On the storm front, James Whitehouse has been the only pilot brave enough to bring Doomsday into a league. With the upcoming availability of 4 personal tutor, I wonder who will be the next!
Here is yours truly’s take on TPS. I don’t want to say much here since I’m finishing a primer on the deck that I will share with you shortly. I’ll link it here once it is ready to go.
Fabio Zanasi’s Uwr fish deck is a classic Null Rod based deck. The deck uses Standstill and Curiosity as card draw engines while it attacks the opponent’s development with mana denial and cheap counterspells, while slowly hits with small efficient creatures and manlands. You can see this in action against another Null Rod deck here.
I’ll finish this section with another deck of my own, Ugw threshold aka Bear Deck Wins !
I think this deck can very successfully fight the metagame as it stands now. I wrote a premier on this deck that you can read in the link above.
What else can we expect to see moving forward?
Despite the powerful spells, with broken combinations of cards, and the nostalgia of playing with 20+ year old cards, one of the main attractive features we have seen thus far are people’s decks. I am, just take a minute to really look at these beauties
Raymond Mitchell’s beautiful collection shines (pun intended) in his decks
Vedast’s decks are also very shiny.
Speaking of shiny cards, some people (coff coff Karl coff coff) go out of their way to make their deck as shiny as possible!
In all fairness, not all beauty comes from shiny cards in oriental languages. For instance, Alex Caviris’ choice of power 9 cards shows its own kind of beauty.
And yes, we don’t care which cards you choose to play; in the end, we just want to jam!

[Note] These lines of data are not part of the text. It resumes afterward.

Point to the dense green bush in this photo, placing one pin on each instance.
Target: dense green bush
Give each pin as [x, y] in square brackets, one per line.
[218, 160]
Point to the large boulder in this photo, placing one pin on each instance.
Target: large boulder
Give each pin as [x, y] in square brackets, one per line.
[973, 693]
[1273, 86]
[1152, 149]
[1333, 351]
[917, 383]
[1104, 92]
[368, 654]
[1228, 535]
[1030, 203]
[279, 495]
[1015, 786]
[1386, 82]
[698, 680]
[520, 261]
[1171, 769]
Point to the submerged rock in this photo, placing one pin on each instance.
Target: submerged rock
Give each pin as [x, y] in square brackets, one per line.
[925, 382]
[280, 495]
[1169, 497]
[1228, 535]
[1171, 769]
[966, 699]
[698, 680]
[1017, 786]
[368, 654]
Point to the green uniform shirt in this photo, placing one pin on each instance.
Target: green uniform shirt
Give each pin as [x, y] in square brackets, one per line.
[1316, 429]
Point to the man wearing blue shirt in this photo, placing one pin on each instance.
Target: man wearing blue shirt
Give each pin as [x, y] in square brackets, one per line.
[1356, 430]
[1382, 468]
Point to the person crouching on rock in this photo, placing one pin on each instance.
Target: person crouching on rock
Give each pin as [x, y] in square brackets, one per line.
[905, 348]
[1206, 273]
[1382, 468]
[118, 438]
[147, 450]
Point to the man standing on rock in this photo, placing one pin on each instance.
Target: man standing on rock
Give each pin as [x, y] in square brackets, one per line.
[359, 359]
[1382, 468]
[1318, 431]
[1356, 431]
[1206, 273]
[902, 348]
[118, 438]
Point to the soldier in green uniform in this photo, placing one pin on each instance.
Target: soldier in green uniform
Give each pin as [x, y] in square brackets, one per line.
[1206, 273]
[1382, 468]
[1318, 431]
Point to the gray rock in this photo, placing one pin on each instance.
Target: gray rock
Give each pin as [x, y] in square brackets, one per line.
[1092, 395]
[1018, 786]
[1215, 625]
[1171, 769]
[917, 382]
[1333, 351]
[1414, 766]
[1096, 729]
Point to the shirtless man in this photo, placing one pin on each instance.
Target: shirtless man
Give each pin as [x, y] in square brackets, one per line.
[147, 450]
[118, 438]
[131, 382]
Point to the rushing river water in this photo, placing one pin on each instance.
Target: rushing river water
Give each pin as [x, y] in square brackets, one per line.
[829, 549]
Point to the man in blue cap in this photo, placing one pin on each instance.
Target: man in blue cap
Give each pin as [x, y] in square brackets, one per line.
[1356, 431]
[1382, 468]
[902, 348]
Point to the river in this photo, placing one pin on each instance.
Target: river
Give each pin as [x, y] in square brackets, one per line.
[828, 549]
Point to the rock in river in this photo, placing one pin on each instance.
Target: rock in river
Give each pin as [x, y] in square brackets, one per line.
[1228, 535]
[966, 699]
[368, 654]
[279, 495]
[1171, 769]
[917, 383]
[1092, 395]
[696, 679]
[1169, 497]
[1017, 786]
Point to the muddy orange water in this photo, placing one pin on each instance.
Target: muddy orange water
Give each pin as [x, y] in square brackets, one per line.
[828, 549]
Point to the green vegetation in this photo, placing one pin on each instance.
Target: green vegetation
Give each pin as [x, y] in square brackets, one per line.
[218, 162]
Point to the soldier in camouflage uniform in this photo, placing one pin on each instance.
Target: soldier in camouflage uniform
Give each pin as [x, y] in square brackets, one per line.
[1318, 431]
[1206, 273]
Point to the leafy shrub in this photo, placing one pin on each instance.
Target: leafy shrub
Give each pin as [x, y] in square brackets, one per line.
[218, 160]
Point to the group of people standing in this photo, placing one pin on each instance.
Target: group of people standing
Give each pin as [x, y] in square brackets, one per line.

Starting from the september 2021 league, four more expansions will become legal in the format (ie, Starter 1999 and the three Portal sets). The addition of sweet tutors and other nice cards will not only reinforce some of the existing decks, but also open new possibilities. From the top of my mind, I’m sure that Grim long will become a viable strategy now and I suspect more people will try to assemble different types of A+B combos with more success. We will see more decks such as Trix, Vault-Key based decks, etc. With more people trying to assemble two card combos while paying precious life to get there, aggro decks and Null Rod based strategies should become more viable strategies and successful strategies.
I don’t want to dwell much on what may happen since I can’t predict the future, but I am 100% certain of the fact that I am excited to play good old frame magic!